Format: Streaming video from Hoopla on various players.
I sometimes have a movie on while I’m working. I find more and more, though, that this only really works for me if it’s a movie that I’ve seen a lot. It’s there mostly for background noise more than anything else. There are a few things I can do while watching a movie, though, depending on the movie. Foreign films and anything else that requires that I read subtitles is always going to be a harder sell in that respect. What this means is that I actually watched a large chunk of Sheitan (Satan for the more English-minded) at the gym, on my phone, while on the treadmill. And I learned a lesson; R-rated movies probably aren’t the best choice for public areas.
Bluntly, there’s some nudity and sex in this. Normally, I don’t care that much, but watching the beginnings of a threesome in public isn’t necessarily something that I was comfortable with doing, so it’s something I won’t be repeating in the future. It’s also why the next time I watched a movie in part on the treadmill, it was a silent film, which felt a lot safer in that respect.
I’m honestly not sure what to make of Sheitan. This is listed pretty much everywhere as both a horror film and a comedy, and I am really stretching to see a great deal of comedy in this. Oh, sure, there are some black comedy moments here and some moments of vicious slapstick, but it’s really all just mean-spirited more than anything else. Sheitan feels like an excuse to make the audience uncomfortable with threats involving insanity, and if that was the point of the film, it succeeds.
A group of friends named Bart (Olivier Barthélémy), Thaï (Nico Le Phat Tan), and Ladj (Ladj Ly) are clubbing and decide to visit the farmhouse of Eve (Roxane Mesquida), a woman they’ve just met, when Bart is kicked out of the bar. Going with them is Yasmine (Leïla Bekhti). Once at the farmhouse, they meet Joseph (Vincent Cassel), who seems mildly unhinged and who takes a very strange level of interest in Bart. A trip to a local hot spring results in some minor violence, and things become more upsetting that night when Joseph tells the story of a man who makes a deal with the devil for invulnerability and, once invulnerable, decides to have sex with his own sister, conceiving a child. The story goes on that the devil has told him he must create a gift for the child. It’s also clear that Joseph seems to be talking about himself, and the fact that he has a room full of dolls in various states of disrepair indicates that he might be working on a gift.

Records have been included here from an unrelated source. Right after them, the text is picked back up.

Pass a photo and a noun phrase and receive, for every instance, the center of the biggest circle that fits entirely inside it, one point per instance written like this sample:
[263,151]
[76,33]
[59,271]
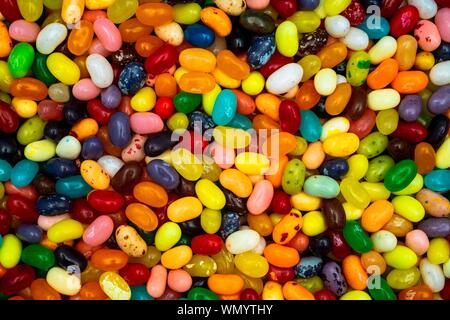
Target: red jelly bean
[290,119]
[135,274]
[207,244]
[404,21]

This fact is coupled with the reality that over the course of the day, Joseph is collecting bits and pieces of Bart—a lock of hair, a piece from his clothing, etc. And as moments of both violence and sex ramp up, the sense that no one, particularly Bart, are safe, starts to become much more apparent. So, is Bart really in danger? Does Joseph’s pregnant sister/wife exist? And what’s really the deal with all of the dolls?
The reality of the film is that it plays very much like a long, extended joke at the expense of Bart, who really seems to just want to find someone to have sex with. The running joke is that the two women who are with them are interested in other guys—Eve is very much into Thaï and Yasmine is going around with Ladj. The running joke is that his best chance is with Joseph, who seems very much obsessed with what Bart is doing and where Bart is. That’s one real possibility for the story, an elaborate hoax created by Bart’s friends to mess with him. Or there could be something much darker and nastier at play here, and it’s going to take some time to figure out which is the reality.
But, and I can’t stress this enough, that is the entirety of the film. We have what’s going on in Bart’s head (should he be scared? Is Eve actually going to let him join in with her and Thaï?) and the question of how things in Bart’s head actually compare with reality. I suppose a part of that is the manic performance of Vincent Cassel, whose Joseph is terrifying specifically because he is unhinged. There’s no sense of safety around him—he could become murderous or amorous or call it all a joke at any time, and it feels like all of those are equally possible.
And that, essentially is the weakness of the film as well. It doesn’t really go anywhere because it doesn’t really have anywhere to go. It’s hardly essential viewing, and it’s definitely not worth any more than one viewing at most.
Why to watch Sheitan: Vincent Cassel’s unhinged performance.
Why not to watch: It doesn’t seem to really go anywhere.